A lesson in drawing, by Syrian poet: Nizar Qabbani

My son places his paint box in front of me

and asks me to draw a bird for him.

Into the color gray i dip the brush

and draw a square with locks and bars.

Astonishment fills his eyes:

:… But this is a prison, father,

Dont you know, how to draw a bird?”
And I tell him : “Son, forgive me.

I’ve forgotten the shapes of birds.”


My son puts the drawing book in front of me

and asks me to draw a wheatstalk.

I hold the pen

and draw a gun.

My son mocks my ignorance,


“Dont you know, father, the difference between a wheatstalk and a gun?”

I tell him, “Son,

Once I used to know the shapes of wheatstalks

the shape of the loaf

the shape of the rose

But in this hardened time

the trees of the forst have joined

the militia men 

and the roses wears dull fatigues

In this time of armed wheatstalks 

armed birds

armed culture

and armed religion

you cant buy a loaf

without finding a gun inside

you can’t pluck a rose in the field

without it raising its thorns in your face

you cant buy a book,

you can’t buy a book that doesn’t explode between your fingers.”

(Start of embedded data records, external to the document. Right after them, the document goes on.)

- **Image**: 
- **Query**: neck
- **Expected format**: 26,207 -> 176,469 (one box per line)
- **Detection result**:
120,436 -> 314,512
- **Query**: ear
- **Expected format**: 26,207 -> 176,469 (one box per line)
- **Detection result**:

My son sits at the edge of my bed

and asks me to recite a poem,

A tear falls from my eyes onto the pillow.

My son licks it, astonished, and says:

“But this is a tear, father, not a poem!”

“When you grow up, my son,

and read the diwan of Arabic poetry

You’ll discover that the word and the tear are twins

and the Arabic poem

is no more than a tear wept by writing fingers.”


My son lays down his pens, his crayon box

in front of me

and asks me to draw a homeland for him.

The brush trembles in my hands

and I sink, weeping.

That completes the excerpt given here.